E la “Jadar Valley”, per la precisione il villaggio di Gornje Nedeljice, ne dispone di grandi quantità. Se il Governo avesse reso legge a tutti gli effetti la proposta sulle espropriazioni, probabilmente per gli abitanti del posto ci sarebbe stato bene poco da fare. La società civile criticava la nuova normativa proprio perché avrebbe considerato le istanze della popolazione locale pari a zero. Nello specifico Gornje Nedeljice è un piccolo villaggio serbo, che custodisce uno dei più grandi giacimenti di litio d’Europa. Con 136 milioni di tonnellate di minerale, da solo potrebbe coprire il 10% della domanda globale.

Per questo motivo cresce la paura di un grosso disastro ambientale. “Se il progetto Jadar andrà in porto, tutto ciò che ci circonda sarà distrutto, piante, animali. L’aria verrà inquinata. Dovremo comprare l’acqua in bottiglia. Ovunque passa Rio Tinto è la fine. Zone abbandonate. Quando poi capiscono che il minerale è esaurito i leader del colosso abbandonano il territorio ormai devastato. Ma terreni, aria e acqua si riprenderanno solo tra 500 o forse 1000 anni”, dice un manifestante a Euronews.

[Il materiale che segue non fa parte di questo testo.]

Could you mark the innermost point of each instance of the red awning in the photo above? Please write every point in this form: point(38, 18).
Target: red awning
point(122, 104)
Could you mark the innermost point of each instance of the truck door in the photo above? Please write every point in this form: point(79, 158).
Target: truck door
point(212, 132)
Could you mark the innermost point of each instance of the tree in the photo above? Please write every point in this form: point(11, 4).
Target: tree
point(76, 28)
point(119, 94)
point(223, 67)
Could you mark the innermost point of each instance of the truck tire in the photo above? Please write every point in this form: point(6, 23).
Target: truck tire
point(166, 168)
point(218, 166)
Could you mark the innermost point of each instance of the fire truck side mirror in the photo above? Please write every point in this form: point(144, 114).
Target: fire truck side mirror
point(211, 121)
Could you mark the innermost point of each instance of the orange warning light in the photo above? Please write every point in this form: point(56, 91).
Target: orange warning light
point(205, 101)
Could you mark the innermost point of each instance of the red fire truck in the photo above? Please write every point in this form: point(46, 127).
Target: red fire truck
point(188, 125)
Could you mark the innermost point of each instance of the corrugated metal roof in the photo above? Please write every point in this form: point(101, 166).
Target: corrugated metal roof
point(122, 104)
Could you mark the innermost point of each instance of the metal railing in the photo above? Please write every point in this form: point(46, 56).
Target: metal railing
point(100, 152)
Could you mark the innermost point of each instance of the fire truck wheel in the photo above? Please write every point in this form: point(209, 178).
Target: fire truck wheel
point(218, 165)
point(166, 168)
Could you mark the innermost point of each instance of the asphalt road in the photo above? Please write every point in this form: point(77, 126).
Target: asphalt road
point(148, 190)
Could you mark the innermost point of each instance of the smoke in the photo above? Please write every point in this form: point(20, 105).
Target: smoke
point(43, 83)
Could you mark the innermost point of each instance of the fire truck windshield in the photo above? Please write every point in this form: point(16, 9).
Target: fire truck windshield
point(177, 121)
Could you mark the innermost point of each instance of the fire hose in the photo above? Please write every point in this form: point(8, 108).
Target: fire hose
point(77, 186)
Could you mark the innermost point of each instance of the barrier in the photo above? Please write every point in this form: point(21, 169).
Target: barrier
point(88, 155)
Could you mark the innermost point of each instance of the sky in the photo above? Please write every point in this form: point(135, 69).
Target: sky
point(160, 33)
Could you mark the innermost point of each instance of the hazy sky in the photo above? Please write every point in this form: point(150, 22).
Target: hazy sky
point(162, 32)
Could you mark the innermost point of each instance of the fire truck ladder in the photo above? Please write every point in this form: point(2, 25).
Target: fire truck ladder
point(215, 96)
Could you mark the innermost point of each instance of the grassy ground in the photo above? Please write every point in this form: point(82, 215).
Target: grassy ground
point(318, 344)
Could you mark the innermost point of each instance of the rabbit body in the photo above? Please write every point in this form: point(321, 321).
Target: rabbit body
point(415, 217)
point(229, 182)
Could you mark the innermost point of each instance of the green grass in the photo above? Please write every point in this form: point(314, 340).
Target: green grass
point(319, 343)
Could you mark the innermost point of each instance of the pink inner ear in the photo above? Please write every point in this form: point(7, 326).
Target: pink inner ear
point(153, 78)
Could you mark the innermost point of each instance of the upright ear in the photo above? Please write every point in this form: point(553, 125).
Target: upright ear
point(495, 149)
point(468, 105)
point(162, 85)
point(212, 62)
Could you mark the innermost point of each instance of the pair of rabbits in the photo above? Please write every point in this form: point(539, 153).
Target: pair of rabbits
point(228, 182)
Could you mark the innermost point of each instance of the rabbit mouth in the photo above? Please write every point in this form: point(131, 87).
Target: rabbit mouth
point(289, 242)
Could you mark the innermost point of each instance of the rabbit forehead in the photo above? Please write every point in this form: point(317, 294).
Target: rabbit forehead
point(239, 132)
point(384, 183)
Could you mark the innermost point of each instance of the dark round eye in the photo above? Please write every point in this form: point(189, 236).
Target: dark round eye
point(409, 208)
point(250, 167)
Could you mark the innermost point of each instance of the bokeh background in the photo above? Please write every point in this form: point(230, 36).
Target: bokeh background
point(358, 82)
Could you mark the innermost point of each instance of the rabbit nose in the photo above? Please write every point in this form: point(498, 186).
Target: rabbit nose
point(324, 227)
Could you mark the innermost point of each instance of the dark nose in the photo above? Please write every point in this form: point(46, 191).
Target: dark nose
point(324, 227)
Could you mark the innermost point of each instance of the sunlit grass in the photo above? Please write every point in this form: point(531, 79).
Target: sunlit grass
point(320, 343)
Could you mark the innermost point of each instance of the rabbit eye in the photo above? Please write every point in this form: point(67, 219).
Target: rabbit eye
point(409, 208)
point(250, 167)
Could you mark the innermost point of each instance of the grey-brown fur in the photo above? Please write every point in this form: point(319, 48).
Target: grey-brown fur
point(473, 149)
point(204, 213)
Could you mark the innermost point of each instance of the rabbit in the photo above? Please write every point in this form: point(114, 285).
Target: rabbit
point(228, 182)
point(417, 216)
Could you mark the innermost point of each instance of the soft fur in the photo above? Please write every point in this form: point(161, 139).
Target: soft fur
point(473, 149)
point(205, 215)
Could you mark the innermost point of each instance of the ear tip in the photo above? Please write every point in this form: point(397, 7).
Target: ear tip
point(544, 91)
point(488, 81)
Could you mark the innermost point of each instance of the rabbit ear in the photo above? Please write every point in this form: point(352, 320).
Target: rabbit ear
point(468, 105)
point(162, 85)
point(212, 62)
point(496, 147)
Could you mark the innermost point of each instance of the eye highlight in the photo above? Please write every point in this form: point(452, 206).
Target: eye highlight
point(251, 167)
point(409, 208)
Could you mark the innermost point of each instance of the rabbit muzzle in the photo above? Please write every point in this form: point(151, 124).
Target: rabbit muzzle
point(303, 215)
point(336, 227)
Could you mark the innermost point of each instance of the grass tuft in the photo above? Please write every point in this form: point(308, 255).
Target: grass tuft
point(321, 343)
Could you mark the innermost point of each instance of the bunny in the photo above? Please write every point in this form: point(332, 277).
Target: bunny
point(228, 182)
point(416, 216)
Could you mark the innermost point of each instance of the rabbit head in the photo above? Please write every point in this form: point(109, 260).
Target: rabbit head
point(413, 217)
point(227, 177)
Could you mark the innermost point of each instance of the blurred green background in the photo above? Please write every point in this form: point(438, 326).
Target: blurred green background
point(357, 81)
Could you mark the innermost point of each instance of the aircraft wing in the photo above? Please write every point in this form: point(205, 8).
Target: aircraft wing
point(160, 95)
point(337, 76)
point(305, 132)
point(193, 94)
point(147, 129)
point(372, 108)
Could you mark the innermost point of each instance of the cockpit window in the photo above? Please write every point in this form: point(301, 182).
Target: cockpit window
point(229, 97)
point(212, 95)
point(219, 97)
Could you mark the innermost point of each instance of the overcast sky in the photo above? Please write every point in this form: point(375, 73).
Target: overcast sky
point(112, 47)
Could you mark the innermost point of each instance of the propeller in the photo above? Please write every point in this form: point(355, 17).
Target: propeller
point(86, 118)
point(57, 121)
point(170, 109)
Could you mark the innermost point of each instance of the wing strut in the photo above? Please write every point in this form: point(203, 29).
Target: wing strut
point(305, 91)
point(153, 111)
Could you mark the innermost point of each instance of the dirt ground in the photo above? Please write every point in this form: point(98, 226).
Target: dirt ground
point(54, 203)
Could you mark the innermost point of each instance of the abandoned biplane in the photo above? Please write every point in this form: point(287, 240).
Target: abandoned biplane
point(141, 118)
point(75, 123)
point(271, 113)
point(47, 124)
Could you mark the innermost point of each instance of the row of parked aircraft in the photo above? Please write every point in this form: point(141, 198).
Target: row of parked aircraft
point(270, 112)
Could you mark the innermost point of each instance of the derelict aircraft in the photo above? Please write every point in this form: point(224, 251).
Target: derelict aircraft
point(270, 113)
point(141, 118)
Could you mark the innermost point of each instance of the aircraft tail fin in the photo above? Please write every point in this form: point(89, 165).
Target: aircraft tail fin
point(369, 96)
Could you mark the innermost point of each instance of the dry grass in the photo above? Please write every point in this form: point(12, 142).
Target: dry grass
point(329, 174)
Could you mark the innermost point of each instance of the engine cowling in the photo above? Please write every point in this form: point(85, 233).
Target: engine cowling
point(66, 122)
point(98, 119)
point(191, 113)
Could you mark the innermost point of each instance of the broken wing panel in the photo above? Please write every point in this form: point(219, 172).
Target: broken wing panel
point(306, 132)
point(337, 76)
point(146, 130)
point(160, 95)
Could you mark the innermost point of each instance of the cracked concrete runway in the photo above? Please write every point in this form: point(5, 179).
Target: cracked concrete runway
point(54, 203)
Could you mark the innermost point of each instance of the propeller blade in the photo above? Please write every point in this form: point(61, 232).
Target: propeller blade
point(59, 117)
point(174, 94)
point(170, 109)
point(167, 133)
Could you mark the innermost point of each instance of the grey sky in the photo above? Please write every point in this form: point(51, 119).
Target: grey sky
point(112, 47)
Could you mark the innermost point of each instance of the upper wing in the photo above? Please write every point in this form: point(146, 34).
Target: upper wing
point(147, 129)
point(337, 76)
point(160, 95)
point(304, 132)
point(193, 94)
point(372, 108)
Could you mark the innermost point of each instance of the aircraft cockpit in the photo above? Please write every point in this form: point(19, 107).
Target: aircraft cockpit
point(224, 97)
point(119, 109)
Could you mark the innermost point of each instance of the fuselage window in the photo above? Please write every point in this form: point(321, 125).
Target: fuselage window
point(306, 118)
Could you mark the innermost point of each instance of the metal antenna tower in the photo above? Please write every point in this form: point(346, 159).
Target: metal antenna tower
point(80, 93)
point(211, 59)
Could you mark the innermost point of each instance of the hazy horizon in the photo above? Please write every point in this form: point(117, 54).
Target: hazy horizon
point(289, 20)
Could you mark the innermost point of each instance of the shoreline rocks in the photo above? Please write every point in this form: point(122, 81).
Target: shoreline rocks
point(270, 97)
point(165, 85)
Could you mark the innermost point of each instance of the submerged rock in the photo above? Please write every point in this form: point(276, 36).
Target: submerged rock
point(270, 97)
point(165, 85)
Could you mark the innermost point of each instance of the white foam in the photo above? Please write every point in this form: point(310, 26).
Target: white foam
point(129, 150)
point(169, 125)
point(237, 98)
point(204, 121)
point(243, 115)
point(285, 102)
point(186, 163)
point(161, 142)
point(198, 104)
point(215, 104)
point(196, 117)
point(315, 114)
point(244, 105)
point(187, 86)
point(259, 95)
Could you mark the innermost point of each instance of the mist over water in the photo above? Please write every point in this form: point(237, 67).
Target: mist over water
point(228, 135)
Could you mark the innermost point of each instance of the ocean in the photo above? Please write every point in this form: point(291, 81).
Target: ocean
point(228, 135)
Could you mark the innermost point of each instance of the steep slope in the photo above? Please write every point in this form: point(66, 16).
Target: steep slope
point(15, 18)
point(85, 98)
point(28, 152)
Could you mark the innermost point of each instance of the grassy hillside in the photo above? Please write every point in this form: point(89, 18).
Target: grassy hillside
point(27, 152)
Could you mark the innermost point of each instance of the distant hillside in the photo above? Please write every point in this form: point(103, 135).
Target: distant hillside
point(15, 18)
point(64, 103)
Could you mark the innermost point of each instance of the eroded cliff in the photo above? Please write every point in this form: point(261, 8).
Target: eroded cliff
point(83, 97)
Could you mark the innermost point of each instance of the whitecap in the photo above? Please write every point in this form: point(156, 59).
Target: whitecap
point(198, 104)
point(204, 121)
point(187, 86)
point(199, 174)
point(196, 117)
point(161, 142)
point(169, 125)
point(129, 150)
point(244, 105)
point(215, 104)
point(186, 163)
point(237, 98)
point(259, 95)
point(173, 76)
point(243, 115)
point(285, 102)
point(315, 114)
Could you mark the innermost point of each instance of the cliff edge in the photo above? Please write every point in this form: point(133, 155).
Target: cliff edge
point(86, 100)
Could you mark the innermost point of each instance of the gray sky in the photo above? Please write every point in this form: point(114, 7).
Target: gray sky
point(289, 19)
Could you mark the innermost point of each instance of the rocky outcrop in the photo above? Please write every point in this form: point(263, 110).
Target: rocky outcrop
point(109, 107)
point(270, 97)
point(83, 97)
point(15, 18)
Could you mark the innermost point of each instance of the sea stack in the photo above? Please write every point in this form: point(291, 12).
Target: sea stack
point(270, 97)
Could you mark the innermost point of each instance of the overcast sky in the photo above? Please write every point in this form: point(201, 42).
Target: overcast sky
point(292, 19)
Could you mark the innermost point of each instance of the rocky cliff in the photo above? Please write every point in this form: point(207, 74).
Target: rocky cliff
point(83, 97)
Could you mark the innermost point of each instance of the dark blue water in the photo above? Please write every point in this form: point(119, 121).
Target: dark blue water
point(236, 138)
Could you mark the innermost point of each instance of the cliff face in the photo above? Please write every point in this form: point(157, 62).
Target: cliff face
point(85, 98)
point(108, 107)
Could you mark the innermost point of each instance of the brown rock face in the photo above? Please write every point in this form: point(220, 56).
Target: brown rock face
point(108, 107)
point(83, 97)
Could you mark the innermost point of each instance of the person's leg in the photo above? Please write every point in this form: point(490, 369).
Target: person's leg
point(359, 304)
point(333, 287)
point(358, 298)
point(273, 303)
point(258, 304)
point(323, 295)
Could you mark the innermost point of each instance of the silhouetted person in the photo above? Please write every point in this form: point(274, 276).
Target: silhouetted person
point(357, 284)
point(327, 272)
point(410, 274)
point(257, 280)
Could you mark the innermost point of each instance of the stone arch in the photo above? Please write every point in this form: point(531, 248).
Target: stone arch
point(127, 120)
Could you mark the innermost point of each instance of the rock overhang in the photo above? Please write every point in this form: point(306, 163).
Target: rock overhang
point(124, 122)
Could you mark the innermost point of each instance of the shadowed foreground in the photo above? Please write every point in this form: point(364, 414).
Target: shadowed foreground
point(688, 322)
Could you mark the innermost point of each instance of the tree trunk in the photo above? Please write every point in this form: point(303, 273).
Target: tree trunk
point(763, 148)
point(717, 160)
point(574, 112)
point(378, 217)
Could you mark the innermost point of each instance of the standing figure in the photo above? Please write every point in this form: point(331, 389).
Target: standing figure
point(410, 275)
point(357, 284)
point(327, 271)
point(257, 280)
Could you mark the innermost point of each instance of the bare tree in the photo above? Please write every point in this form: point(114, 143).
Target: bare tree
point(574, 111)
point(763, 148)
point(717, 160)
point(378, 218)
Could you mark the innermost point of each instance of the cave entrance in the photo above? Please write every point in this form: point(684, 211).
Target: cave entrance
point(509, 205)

Gli slogan recitati dagli attivisti in queste settimane riportano frasi come “Non daremo via la natura in Serbia”, “Fermate gli investitori, salvate la natura” e “Per la terra, l’acqua e l’aria”. Fino ad ora pare che il Presidente abbia dato retta ai manifestanti. Effettivamente non esiste ancora una vera e propria miniera, ma gli investitori non mollano e i Governi sono soliti cedere davanti a ingenti quantità di denaro.

“Sono sicuro e convinto che il governo, dopo la mia decisione, accetterà di non inviare questa legge al Parlamento”, ha detto Vučić. Ma la Serbia rimane comunque una zona “calda”, sia sul fronte proteste che per gli interessi delle multinazionali. Proseguono infatti le manifestazioni anche contro la miniera di rame e oro di Čukaru Peki, di proprietà del colosso Zijin Mining, già aperta e accusata di devastare con agenti inquinanti la terra e l’acqua dei dintorni.